Frodo is a champ, but there is not the slightest chance he can destroy the Ring by himself. Aragorn saves him from the Nazgûl; Gandalf rescues him from the Balrog; and Sam Gamgee carries him up Mount Doom. Frodo needs as much help as he can get. That is why The Fellowship of the Ring was created. The Loner and the Ring probably would have ended in Frodo’s death right after he leaves the Shire – pretty lame. But he succeeds because every member of the fellowship brings to the table unique attributes. Legolas snipes with deadly accuracy; Gimli’s brute strength wards off countless orcs; and Gandalf orchestrates much of the adventure in his wisdom.
The Christian journey should resemble The Fellowship of the Ring, but some people view their faith as an individual quest. And there is some truth in that. In my last blog, I wrote about the importance of sanctified solitude – alone time between an individual and the Lord. Much benefit derives from practicing independent spiritual disciplines, such as prayer, fasting, Bible study, journaling, etc. However, there is a communal aspect to each of them. While solitude is important, community is essential.
God designed humans for relationships. “The Lord God said, ‘It is not good for the man to be alone’” (Genesis 2:18). Then Adam and Eve delighted in their companionship. God lived with them in Eden. Timothy Keller says, “Ultimate reality is a community of persons who know and love one another.” However, when Adam and Eve sinned, their perfect community was destroyed. Distance grew between mankind and God, and relational strife between Adam and Eve began.
Now that humans struggle with sin, spiritual community is needed for confession and accountability. The author of 1 John begins his letter by inviting his readers into God’s fellowship of believers. Immediately after this invitation, he says, “If we confess our sins, He is faithful and just to forgive us our sins and to cleanse us from all unrighteousness” (1 John 1:9). When we tell brothers and sisters in Christ about our sins, we show God that we want to change. They will pray for us, and we will overcome our sins.

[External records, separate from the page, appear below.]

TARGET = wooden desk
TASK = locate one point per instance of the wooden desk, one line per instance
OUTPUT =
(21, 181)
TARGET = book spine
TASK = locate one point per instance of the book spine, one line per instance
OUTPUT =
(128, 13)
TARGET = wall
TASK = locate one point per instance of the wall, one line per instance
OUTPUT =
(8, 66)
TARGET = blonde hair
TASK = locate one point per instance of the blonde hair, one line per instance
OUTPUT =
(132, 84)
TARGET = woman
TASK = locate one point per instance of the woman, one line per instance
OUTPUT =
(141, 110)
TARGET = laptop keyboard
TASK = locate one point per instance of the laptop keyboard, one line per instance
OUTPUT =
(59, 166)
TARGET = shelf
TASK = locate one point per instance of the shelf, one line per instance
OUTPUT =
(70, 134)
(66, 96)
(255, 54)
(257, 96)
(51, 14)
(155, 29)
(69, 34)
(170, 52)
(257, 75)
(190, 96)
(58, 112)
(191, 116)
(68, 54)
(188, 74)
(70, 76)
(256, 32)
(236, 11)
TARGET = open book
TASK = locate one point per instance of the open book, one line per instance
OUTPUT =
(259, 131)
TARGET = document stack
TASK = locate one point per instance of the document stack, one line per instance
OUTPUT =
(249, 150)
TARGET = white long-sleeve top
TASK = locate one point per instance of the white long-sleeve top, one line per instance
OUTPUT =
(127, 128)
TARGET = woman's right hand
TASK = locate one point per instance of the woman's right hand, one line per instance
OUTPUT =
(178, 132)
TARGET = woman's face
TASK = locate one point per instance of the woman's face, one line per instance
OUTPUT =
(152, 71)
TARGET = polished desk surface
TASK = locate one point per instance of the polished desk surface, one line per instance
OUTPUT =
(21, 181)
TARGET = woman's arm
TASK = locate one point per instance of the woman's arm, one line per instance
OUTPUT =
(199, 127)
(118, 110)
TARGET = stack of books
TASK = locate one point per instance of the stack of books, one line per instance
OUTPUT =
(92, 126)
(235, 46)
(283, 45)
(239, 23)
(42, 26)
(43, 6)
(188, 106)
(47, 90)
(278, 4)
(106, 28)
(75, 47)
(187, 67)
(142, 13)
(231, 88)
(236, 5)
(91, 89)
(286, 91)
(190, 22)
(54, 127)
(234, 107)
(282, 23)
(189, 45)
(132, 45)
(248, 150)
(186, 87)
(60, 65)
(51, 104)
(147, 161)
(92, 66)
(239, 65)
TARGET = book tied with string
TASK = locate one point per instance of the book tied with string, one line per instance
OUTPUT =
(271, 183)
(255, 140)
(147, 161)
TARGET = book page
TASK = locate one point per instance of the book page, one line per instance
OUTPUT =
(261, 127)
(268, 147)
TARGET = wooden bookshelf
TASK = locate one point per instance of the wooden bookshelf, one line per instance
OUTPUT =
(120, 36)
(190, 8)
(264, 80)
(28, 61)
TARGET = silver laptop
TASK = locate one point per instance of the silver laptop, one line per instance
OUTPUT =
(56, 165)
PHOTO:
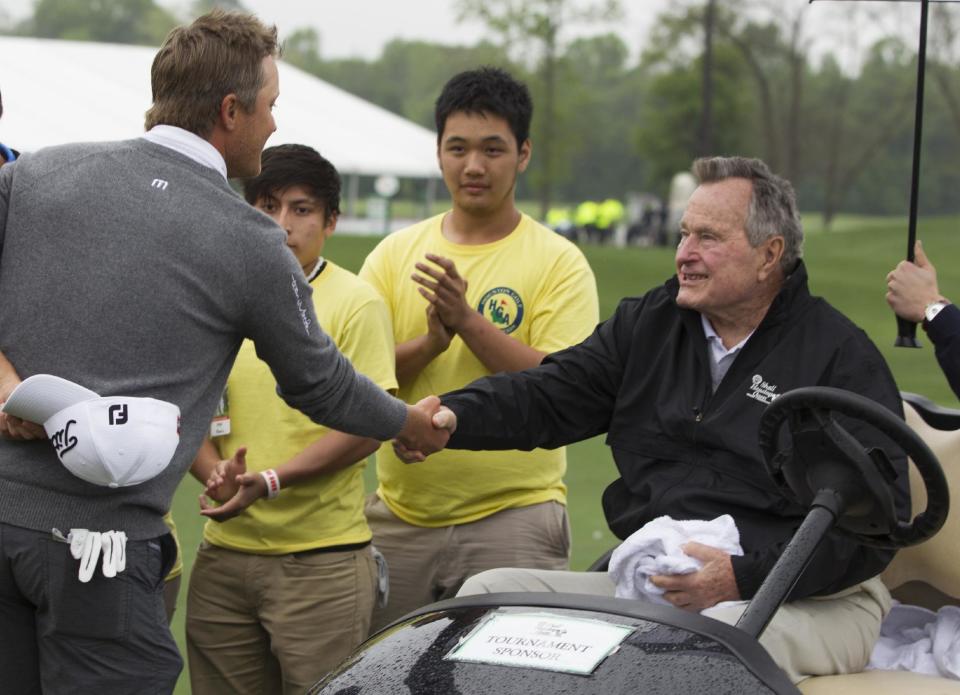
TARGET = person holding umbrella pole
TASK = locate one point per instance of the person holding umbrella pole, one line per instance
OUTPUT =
(913, 294)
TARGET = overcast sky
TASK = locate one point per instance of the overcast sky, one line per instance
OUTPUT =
(360, 28)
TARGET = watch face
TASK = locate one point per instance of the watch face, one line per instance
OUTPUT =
(933, 309)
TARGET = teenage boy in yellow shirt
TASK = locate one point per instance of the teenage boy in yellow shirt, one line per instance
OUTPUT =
(480, 289)
(281, 593)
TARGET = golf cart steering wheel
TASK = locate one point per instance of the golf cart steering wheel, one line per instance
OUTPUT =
(825, 457)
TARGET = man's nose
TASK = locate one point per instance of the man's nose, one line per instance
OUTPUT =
(474, 163)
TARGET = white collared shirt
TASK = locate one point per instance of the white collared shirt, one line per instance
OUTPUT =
(189, 145)
(720, 357)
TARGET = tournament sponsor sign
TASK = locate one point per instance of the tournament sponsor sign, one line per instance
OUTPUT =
(541, 640)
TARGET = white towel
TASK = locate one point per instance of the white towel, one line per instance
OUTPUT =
(916, 639)
(656, 549)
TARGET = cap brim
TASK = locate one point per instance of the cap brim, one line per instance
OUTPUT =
(41, 396)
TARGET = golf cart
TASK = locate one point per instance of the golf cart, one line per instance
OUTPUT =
(570, 643)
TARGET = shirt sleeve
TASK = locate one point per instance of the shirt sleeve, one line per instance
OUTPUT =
(312, 375)
(367, 341)
(6, 183)
(567, 308)
(842, 561)
(569, 397)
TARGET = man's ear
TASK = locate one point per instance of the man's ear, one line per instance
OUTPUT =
(526, 149)
(772, 253)
(228, 111)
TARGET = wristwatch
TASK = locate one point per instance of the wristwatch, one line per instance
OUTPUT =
(932, 309)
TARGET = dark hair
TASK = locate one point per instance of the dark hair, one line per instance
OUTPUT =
(284, 166)
(221, 53)
(486, 90)
(773, 203)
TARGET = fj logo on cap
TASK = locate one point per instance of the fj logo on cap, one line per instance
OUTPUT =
(118, 414)
(62, 440)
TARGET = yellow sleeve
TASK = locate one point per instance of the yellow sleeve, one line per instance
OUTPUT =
(378, 274)
(567, 308)
(367, 341)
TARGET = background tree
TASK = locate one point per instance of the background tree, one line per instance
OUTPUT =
(113, 21)
(535, 26)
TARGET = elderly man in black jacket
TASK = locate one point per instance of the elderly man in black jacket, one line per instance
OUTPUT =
(678, 379)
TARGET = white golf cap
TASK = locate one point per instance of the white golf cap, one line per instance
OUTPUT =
(114, 441)
(41, 396)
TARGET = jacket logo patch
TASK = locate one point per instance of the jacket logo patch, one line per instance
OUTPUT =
(503, 308)
(762, 391)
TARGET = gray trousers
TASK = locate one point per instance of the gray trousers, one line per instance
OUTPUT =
(821, 636)
(58, 635)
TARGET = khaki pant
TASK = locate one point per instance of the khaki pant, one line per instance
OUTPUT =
(821, 636)
(274, 623)
(430, 564)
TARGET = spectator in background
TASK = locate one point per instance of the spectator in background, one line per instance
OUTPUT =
(7, 155)
(530, 293)
(913, 294)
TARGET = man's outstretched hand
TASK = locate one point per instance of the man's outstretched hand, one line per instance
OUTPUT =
(426, 431)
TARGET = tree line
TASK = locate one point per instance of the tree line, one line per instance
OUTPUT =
(752, 77)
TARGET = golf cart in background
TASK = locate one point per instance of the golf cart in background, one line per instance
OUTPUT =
(530, 643)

In addition, Christian fellowship combats spiritual blindness. Most of the time we are blind to our own shortcomings. David says in the psalms, “But who can discern their own errors? Forgive my hidden faults” (Psalm 19:12). Will Walker wrote a fantastic book called The Kingdom of Couches, which details the importance of fellowship. He says, “A community’s opinion helps guard against the lies of subjectivity.” When we are in Biblical community we can rely on others to correct us when we stray: “Let a righteous man strike me – that is a kindness; let him rebuke me – that is oil on my head” (Psalm 141:5). We too can help others actualize their potential by counseling them with our unique perspectives.
Jesus wants His nation to live in fellowship. He specifically prays for the unity of the church: “I pray also for those who will believe in me through their message, that all of them may be one, Father, just as you are in me and I am in you” (John 17:20-21). Therefore, believers should prioritize fellowship in their lives.